[SOLVED] Get Column Names after columnSimilarties() Spark scala

Get Column Names after columnSimilarties() Spark scala

I'm trying to build item based collaborative filtering model with columnSimilarities() in spark. After using the columnsSimilarities() I want to assign the original column names back to the results in Spark scala.

Runnable code to calculate columnSimilarities() on data frame.

Data

// rdd
val rowsRdd: RDD[Row] = sc.parallelize(
  Seq(
    Row(2.0, 7.0, 1.0),
    Row(3.5, 2.5, 0.0),
    Row(7.0, 5.9, 0.0)
  )
)

// Schema  
val schema = new StructType()
  .add(StructField("item_1", DoubleType, true))
  .add(StructField("item_2", DoubleType, true))
  .add(StructField("item_3", DoubleType, true))

// Data frame  
val df = spark.createDataFrame(rowsRdd, schema)
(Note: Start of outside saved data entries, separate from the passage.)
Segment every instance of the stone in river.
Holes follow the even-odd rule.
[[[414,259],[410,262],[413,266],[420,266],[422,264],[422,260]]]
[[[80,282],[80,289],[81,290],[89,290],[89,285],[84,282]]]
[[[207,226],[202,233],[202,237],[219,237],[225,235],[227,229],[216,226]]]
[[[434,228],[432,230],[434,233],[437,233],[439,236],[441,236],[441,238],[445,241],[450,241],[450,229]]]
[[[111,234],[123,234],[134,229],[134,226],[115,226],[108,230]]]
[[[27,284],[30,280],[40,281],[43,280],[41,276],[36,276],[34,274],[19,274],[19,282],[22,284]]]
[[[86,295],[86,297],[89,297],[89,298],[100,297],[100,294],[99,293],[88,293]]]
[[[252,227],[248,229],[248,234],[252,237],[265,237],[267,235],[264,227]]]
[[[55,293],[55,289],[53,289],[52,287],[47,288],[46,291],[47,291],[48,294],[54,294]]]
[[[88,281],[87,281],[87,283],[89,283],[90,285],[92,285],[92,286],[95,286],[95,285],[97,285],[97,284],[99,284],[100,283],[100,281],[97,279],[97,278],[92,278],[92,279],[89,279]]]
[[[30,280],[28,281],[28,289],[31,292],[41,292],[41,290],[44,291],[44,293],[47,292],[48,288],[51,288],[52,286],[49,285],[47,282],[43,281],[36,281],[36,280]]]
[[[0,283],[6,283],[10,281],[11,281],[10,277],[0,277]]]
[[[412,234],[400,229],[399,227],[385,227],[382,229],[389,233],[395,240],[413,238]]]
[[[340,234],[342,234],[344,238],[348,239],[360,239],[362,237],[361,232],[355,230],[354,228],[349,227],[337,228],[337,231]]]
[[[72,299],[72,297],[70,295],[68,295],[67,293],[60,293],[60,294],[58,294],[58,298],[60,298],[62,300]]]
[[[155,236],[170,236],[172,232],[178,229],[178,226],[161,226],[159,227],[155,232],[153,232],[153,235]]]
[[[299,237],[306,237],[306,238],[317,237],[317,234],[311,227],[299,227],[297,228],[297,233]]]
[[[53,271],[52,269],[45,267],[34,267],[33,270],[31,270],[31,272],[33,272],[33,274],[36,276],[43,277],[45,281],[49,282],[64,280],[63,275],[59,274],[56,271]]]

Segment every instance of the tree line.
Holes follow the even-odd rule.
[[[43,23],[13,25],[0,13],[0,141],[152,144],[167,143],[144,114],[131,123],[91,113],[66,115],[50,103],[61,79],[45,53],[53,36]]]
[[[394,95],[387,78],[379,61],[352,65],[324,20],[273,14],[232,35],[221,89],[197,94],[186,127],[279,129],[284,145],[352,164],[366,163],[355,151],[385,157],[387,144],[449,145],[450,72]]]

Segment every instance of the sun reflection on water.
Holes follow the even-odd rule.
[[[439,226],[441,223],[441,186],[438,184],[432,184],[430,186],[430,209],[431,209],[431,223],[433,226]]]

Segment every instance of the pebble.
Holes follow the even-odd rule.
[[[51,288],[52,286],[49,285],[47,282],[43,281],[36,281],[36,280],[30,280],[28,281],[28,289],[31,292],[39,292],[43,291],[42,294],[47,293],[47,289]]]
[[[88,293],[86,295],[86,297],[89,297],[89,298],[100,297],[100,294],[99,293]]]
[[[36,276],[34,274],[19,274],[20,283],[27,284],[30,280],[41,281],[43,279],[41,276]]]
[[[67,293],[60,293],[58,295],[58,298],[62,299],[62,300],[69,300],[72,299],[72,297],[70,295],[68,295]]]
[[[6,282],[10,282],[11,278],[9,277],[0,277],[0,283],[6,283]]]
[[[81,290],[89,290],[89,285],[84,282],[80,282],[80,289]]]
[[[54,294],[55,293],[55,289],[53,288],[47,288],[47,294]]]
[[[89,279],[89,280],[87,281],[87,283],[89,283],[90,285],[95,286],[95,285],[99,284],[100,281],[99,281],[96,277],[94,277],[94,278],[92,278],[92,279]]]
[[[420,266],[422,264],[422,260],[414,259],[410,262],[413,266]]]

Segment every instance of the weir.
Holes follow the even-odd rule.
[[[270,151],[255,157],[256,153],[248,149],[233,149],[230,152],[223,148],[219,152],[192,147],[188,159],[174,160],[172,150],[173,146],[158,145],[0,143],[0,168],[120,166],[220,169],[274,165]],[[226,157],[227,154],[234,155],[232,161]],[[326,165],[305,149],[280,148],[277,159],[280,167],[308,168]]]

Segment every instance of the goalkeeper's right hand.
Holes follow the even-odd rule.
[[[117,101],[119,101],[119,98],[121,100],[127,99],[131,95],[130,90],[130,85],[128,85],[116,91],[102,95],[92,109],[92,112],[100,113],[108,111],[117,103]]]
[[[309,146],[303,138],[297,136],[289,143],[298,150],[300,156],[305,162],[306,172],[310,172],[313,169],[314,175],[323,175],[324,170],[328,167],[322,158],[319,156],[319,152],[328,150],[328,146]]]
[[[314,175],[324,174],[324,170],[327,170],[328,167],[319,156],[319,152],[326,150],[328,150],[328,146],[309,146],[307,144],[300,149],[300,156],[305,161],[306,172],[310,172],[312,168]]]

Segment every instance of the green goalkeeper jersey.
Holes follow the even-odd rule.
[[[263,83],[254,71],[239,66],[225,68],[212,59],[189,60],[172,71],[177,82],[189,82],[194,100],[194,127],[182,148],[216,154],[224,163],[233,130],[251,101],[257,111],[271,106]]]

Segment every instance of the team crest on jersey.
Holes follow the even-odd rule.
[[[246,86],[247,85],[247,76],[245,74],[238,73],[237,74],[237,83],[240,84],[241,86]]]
Calculate columnSimilarities() on that data frame:

import org.apache.spark.ml.feature.VectorAssembler
import org.apache.spark.mllib.linalg.distributed.{MatrixEntry, CoordinateMatrix, RowMatrix}

val rows = new VectorAssembler().setInputCols(df.columns).setOutputCol("vs")
  .transform(df)
  .select("vs")
  .rdd

val items_mllib_vector = rows.map(_.getAs[org.apache.spark.ml.linalg.Vector](0))
                             .map(org.apache.spark.mllib.linalg.Vectors.fromML)
val mat = new RowMatrix(items_mllib_vector)
val simsPerfect = mat.columnSimilarities()


simsPerfect.entries.collect.mkString(", ")

Output:

res0: String = MatrixEntry(0,2,0.24759378423606918), MatrixEntry(1,2,0.7376189553526812), MatrixEntry(0,1,0.8355316482961213)

I've to get the original names from columns instead of the position in that vector.

I tried to read the column names from df with:

val names = df.columns

and my idea was to match the names with the positions in that vector which should be in the same order, but I don't know how to attach the names back into that vector with the cosineSimilarities.

I'm happy for any advice!

Solution

Extract columns names (this is the tricky part here because it cannot be evaluated in the closure):

val names = df.columns

and map the entries:

simsPerfect.entries.map {
  case MatrixEntry(i, j, v)  => (names(i.toInt),  names(j.toInt), v)
}